Screening for High Lipoprotein(a): The Time Is Now

George Thanassoulis MD, MSc

Disclosures

Circulation. 2019;139(12):1493-1496. 

In 1994, the landmark 4S trial (Scandinavian Simvastatin Survival Study) reported that lowering low-density lipoprotein (LDL) cholesterol with simvastatin reduced cardiovascular events in patients with coronary artery disease and hypercholesterolemia.[1] This seminal trial crystallized our understanding of the causal role of LDL cholesterol in atherosclerosis and launched the modern era of preventive cardiology. Today, the evidence in favor of LDL cholesterol as a modifiable causal driver of atherosclerosis has never been stronger, and current therapies, such as PCSK9 inhibitors (PCSK9i), can now lower LDL cholesterol to levels never previously seen. But despite achieving very low levels of LDL cholesterol, many patients continue to have recurrent events. Although the residual risk for cardiovascular events is likely multifactorial, in certain patients a key component is a high residual burden of atherogenic lipid particles attributable to high lipoprotein(a) [Lp(a)].

Lp(a) is a curious lipoprotein particle, first discovered in 1963, that consists of a lipid-rich apolipoprotein (apo) B lipoprotein covalently linked to an apo(a) moiety.[2] The apo(a) component is encoded by the LPAgene, and levels of Lp(a) are almost entirely explained by genetics.
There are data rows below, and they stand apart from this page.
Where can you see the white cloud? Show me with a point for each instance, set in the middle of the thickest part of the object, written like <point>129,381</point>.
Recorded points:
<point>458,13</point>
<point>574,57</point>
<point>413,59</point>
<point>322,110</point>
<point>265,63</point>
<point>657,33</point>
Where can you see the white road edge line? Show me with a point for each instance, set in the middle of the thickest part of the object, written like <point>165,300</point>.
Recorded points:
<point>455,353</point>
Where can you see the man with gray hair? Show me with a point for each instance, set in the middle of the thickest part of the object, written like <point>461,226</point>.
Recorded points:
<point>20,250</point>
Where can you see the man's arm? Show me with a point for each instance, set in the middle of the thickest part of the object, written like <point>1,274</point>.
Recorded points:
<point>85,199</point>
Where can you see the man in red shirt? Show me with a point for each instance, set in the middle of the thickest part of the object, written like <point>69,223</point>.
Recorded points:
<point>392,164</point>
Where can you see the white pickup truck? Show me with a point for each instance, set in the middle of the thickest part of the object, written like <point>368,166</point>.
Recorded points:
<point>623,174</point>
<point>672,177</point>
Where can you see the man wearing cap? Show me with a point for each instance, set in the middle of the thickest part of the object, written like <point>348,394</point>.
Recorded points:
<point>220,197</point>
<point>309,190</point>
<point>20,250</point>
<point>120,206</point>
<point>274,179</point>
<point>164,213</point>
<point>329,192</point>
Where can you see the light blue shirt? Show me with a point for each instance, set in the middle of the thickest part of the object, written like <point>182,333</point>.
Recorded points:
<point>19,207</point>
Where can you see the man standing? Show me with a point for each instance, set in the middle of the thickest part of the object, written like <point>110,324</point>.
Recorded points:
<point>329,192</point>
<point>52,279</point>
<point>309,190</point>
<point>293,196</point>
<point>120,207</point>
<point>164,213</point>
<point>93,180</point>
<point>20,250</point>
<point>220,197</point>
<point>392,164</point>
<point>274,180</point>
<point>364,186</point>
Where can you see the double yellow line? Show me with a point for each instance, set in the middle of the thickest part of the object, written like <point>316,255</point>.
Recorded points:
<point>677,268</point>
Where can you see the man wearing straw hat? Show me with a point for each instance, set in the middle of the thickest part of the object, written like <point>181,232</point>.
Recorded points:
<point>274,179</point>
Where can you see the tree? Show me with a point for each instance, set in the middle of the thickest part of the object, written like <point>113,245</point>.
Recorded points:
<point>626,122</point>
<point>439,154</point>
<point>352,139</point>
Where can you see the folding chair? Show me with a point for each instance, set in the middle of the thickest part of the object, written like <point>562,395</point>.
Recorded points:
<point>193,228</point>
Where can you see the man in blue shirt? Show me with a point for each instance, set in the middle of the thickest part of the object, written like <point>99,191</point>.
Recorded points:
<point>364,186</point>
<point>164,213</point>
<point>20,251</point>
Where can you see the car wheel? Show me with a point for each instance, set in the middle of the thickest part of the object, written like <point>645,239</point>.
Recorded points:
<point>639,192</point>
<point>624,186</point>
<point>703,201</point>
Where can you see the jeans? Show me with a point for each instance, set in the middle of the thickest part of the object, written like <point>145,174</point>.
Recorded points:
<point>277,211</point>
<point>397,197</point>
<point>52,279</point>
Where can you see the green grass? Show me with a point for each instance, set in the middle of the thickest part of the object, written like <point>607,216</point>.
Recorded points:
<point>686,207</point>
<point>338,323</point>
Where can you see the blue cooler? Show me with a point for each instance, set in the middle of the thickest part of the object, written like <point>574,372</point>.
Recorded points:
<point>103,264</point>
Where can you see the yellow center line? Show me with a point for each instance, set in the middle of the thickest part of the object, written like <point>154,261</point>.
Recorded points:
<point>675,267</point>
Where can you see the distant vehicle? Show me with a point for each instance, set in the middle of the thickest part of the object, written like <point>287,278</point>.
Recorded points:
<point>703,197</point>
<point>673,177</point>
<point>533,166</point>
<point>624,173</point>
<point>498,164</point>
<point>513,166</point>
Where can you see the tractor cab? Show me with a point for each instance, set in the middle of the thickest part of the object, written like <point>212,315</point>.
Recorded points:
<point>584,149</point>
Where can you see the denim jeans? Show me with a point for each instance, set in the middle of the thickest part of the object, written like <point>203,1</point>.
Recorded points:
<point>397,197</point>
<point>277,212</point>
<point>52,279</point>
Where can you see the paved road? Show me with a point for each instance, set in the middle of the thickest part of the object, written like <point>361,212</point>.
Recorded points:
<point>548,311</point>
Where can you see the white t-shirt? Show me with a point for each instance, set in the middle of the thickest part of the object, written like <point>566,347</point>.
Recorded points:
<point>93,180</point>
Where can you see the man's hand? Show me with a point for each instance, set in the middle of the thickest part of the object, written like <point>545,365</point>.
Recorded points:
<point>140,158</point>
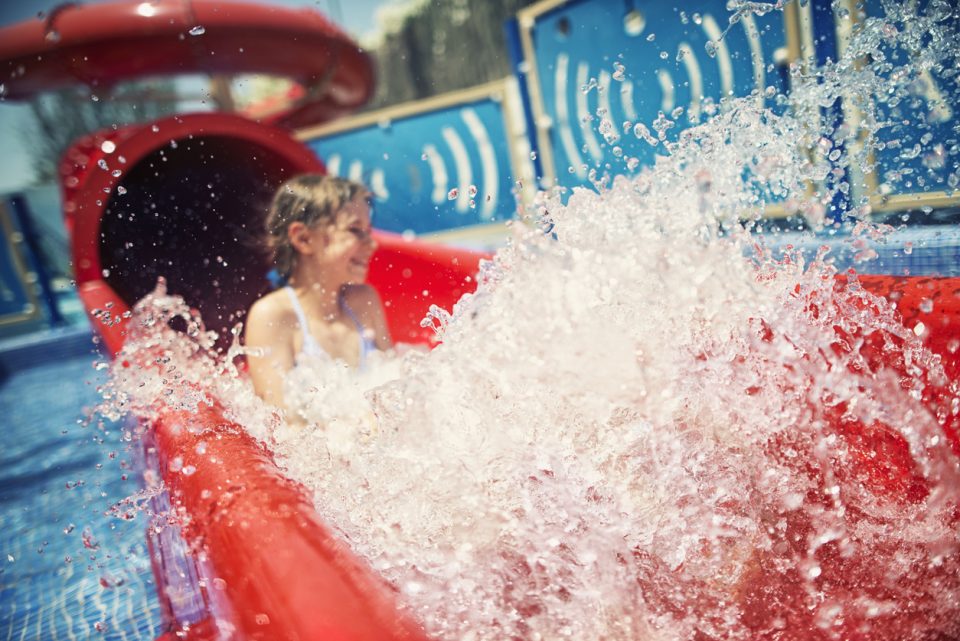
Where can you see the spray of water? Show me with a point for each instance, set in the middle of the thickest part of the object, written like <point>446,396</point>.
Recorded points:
<point>644,424</point>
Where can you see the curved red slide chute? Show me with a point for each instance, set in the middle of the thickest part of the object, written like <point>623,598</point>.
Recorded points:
<point>102,44</point>
<point>271,570</point>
Indeed, elevated Lp(a) is the most common genetic dyslipidemia, with nearly 1 in 5 individuals affected in the United States [ie, based on Lp(a) >50 mg/dL or >120 nmol/L]. Epidemiological evidence has linked Lp(a) to several cardiovascular diseases, including myocardial infarction (MI),[3] stroke,[3] and aortic valve stenosis,[4] and genetic evidence, using Mendelian randomization, has provided supportive evidence that these associations are causal.[4,5] Causality is a key criterion in evaluating whether circulating biomarkers are possible therapeutic targets, and the evidence in support of Lp(a) appears quite favorable. Several agents are currently in development to specifically lower Lp(a), and these appear highly effective in lowering plasma Lp(a), with an excellent safety profile.[6] However, to date, there remains no strong clinical evidence that lowering Lp(a) has any beneficial effects in preventing cardiovascular disease. Lp(a) still waits for its "4S" moment, but that moment appears imminent, with at least 1 trial in the final planning stages for post–acute coronary syndrome patients.

In the context of these developments, Lp(a) is experiencing a resurgence in interest by the cardiovascular research community, and with good reason: there remain many unanswered questions about Lp(a) and its role in cardiovascular disease. In this issue of Circulation, 2 articles are presented that provide answers to some of these outstanding questions. In the first, Paré et al,[7] using data from the large, multiethnic INTERHEART study, evaluate the associations between Lp(a) levels and isoform size difference with MI across 7 ethnic groups in 6086 cases of first MI and 6857 control subjects. The authors should be commended for using this rich, multiethnic dataset to examine the role of Lp(a) across ethnicities using state-of-the-art methods. The authors used an appropriate isoform-independent assay to measure Lp(a) in all participants across ethnicities and also performed Western blotting in 4219 participants, a laborious procedure, to estimate the kringle IV type 2 repeats. A minor limitation is that the authors present the Lp(a) concentrations in mass (mg/dL), despite calls for standardization of Lp(a) measurement using molar concentrations (nmol/L).[8] Nonetheless, the investigators make several important contributions to our knowledge of Lp(a). First, they confirm that Lp(a) levels vary significantly across different ethnicities, with Africans having the highest Lp(a) levels (median 27 mg/dL), whereas Chinese were observed to have the lowest (7.8 mg/dL). They also demonstrate, as previously shown in Europeans, that Lp(a) concentrations are highly inversely correlated with isoform size, across all 7 ethnicities.[5] Importantly, the authors perform a compelling analysis to demonstrate that after accounting for Lp(a) concentrations, isoforms are no longer associated with MI.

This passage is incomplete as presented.